For my costume, I wear dark suits — charcoal or black. The shirt is usually a deep, rich color rather than white, because white shirts under stage lighting can bloom and become distractingly bright. A dark gray or deep blue shirt under a dark jacket gives me a more cohesive, controlled look under lighting. The tie, if I wear one, picks up one of the accent colors from my props.
For props, I have gradually replaced or selected items that fit the palette. Where a prop must be a specific color for functional reasons — certain cards, certain types of envelopes — I choose the most subdued version available. A navy deck rather than a bright red deck. A cream envelope rather than a stark white envelope. A brushed metal pen rather than a shiny plastic one.
For the table and stage setup, the black velvet cloth is the foundation. It absorbs light rather than reflecting it, which prevents unwanted glare and creates a clean, dark surface that makes props stand out by contrast. Any additional items on the table — a glass of water, a phone stand, a small case for props — are black, dark gray, or silver.
And for lighting, I request warm tones. This is the final piece of the system. Warm light — particularly the bastard amber tone that Harlan recommends — ties everything together. Under warm light, the dark palette looks rich and sophisticated. The silver accents glow. The performer looks healthy and present. The overall visual impression is one of intentionality and quality.
Under cool light, the same palette would look stark and cold. Under warm light, it looks elegant and inviting. The lighting is not a separate consideration from the color coordination. It is the finishing layer that makes the coordination work.
Why This Is the Capstone
I am ending the lighting section with this topic because it represents the integration point where lighting stops being an isolated technical concern and becomes part of a holistic visual design. Lighting is the medium through which the audience sees everything. And everything they see — your face, your hands, your costume, your props, your table — is either working together to create a cohesive visual experience or working at cross-purposes to create a scattered one.
Michael Finney understood this. A show does not look professional because of any single element. It looks professional because every element has been considered as part of a whole.
The Adult Learner’s Advantage
When I started performing, I did not think about visual design because I did not know to think about it. I was focused on the effects, the sleights, the scripting, the enormous challenge of simply getting through a performance without dropping something.
But as a strategy consultant, I know something about systems thinking. The individual components of a system matter less than how they interact.

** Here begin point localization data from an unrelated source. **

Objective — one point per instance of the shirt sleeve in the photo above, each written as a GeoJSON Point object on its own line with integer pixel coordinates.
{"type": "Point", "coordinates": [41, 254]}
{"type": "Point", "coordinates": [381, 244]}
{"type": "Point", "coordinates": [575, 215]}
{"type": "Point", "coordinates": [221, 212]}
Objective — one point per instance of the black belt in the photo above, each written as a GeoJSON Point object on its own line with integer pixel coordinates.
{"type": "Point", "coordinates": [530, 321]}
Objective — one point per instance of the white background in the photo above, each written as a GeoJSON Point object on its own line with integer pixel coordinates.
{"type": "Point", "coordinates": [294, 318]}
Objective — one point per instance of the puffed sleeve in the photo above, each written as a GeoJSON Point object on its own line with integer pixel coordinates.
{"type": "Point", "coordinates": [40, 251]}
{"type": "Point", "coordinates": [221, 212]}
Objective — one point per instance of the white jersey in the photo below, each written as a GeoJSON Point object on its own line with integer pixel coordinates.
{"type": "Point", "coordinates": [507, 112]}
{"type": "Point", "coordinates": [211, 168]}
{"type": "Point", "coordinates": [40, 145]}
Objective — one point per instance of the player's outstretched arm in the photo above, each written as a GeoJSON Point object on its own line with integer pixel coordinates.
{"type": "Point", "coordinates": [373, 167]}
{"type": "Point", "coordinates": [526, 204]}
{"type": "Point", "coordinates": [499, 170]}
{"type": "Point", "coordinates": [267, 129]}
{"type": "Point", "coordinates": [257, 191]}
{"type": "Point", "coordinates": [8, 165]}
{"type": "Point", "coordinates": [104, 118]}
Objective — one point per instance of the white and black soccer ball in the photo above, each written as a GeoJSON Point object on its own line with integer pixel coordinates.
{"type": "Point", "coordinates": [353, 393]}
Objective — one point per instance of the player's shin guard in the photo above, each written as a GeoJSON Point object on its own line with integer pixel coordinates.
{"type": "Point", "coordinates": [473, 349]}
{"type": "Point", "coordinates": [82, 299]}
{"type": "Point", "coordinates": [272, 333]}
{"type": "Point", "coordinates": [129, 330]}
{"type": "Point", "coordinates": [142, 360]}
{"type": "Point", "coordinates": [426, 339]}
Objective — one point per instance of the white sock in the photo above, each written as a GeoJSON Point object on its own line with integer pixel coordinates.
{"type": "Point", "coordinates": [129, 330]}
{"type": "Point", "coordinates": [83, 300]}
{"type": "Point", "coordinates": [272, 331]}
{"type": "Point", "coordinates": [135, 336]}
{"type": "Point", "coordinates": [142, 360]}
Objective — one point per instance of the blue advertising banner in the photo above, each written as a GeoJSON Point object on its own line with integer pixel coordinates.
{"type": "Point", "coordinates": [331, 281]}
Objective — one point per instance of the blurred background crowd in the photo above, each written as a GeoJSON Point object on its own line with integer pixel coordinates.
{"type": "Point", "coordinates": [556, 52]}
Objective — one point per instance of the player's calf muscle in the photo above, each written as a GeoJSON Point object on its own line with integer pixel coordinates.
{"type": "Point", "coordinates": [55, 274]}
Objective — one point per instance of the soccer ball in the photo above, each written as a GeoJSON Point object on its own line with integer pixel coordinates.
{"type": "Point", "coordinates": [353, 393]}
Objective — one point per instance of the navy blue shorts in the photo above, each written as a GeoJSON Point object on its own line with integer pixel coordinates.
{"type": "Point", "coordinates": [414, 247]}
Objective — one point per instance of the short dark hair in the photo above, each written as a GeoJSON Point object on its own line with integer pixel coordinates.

Optimizing any single element in isolation often produces worse results than making modest improvements across all elements simultaneously. The audience’s experience is always holistic — they experience the whole, not the parts.
Color coordination, integrated with intentional lighting, is systems thinking applied to performance. It costs almost nothing. It requires no special skill. It just requires the awareness that these visual elements exist, that they interact, and that managing their interaction is part of the performer’s job.
That awareness started with reading about Michael Finney in Scott Alexander’s lecture notes and thinking: of course. Of course the audience sees one picture, not a collection of independent parts.
It is obvious once someone points it out. But nobody pointed it out to me for the first two years of performing. The day I color-coordinated my show and matched it to warm lighting was the day it stopped looking like a guy doing tricks and started looking like a show.
That is the difference. And it is where this lighting series ends: not with a technical tip, but with a design principle. Make it all one picture. Make the picture intentional. And light it warm.